Bazen karakterlere kendilerine yardım etmeleri için yalvardım. Ama genellikle hayal kırıklığına uğradılar. Uzatmalar için, tartışan kardeşlerle bir odada kapana kısılmış hissettim, sabrım zayıfladı. Ve bazı ifşaatlar diğerlerinden daha fazlasını verdi. Daha az keşfedilen temalar, özellikle genç karakterler için asimilasyon temalarıdır, ancak Alyan konuya geldiğinde, yerinden edilme sisini damıtıyor ve tanıdık olmayan bir kültürün bizi özel kılan özellikleri yutmasının yollarını ortaya koyuyor.

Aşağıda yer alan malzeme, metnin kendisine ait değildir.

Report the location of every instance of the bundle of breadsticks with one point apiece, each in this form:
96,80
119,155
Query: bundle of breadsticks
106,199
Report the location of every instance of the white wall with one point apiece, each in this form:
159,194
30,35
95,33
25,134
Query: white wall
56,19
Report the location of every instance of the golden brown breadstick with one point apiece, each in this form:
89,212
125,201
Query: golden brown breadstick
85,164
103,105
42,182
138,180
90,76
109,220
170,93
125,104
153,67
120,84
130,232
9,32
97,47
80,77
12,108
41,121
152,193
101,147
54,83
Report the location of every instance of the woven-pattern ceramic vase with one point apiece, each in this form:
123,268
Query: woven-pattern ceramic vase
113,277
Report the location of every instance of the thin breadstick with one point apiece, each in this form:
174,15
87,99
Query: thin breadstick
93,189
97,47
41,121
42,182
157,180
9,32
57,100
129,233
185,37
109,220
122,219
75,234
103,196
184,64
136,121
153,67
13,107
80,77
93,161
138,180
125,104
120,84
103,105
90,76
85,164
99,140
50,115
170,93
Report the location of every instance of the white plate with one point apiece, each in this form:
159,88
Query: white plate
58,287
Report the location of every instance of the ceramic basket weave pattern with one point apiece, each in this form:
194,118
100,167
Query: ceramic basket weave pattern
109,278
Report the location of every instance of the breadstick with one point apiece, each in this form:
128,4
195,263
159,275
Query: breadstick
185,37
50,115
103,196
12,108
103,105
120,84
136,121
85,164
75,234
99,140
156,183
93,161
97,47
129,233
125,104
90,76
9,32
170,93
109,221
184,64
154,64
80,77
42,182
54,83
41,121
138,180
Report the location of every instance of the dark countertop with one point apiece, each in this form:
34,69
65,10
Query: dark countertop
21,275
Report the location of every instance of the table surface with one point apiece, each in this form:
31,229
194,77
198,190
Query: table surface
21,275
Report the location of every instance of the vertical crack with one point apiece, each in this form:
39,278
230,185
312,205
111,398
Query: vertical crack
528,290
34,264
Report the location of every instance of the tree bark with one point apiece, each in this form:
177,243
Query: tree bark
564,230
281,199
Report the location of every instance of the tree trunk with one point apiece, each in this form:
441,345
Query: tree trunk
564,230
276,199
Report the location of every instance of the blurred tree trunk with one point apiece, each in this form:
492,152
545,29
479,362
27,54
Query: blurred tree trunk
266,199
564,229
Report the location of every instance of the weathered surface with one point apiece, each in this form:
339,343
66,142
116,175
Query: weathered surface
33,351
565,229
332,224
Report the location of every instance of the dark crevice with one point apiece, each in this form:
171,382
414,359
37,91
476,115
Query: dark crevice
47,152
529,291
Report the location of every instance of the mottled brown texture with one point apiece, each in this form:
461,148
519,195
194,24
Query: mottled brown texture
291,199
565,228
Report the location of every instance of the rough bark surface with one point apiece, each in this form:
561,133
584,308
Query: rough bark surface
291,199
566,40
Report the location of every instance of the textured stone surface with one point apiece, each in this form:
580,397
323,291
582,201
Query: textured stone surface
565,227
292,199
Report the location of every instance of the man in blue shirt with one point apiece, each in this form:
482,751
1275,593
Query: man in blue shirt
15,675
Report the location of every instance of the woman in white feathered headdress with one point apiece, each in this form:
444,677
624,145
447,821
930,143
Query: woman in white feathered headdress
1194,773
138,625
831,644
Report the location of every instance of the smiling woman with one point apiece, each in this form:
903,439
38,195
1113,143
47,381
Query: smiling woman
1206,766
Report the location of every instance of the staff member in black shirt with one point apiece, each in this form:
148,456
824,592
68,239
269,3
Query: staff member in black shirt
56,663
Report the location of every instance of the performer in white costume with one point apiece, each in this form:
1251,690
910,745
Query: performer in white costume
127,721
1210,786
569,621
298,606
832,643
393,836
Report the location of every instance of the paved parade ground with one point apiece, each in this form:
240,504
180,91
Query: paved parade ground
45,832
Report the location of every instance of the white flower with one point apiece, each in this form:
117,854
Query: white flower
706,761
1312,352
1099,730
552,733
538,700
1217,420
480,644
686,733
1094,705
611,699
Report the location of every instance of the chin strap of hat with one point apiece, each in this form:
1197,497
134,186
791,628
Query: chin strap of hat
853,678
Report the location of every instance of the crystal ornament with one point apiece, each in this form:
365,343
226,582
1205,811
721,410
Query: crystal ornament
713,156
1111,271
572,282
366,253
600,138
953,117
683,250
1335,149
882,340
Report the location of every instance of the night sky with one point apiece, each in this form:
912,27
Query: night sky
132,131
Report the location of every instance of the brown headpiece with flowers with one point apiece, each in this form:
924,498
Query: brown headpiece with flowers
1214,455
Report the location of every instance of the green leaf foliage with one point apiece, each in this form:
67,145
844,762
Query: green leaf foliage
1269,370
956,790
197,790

Irk ve kadınlığın inceliklerini incelerken Alyan paragrafları şiire çeviriyor. “ Tüm kahverengi kadınlar birbirine benziyor. Tüm çöller birbirine benziyor. Tüm rüyalar birbirine benziyor ”diye yazıyor. Mazna, “dünyadaki bütün kahverengi kadınları, askerler ya da çiçekler gibi, ufuk çizgisi kadar uzun bir sıra halinde sıraya dizdiklerini hayal ediyor. Kaçının birbirini incittiğini ve hiçbir şey için olmadığını merak ediyor. Beyaz bir adam için. Havuz kenarında bir fotoğraf için. “
Alyan’ın kitabının son sayfasını bitirdiğinizde, başlangıca geri dönün ve ilk girişi, genç adamın ölümünün hikayesini yeniden okuyun. Bir yabancı olduğuna ya da ölümünün şok dalgasının geleceğe kadar uzanacağına inanmak neredeyse imkansız – hikayenin çemberini tamamlayabilecek ancak ailenin merkezindeki boşluğu pek doldurmayan bir farkındalık. hepsini şekillendiren bir alan.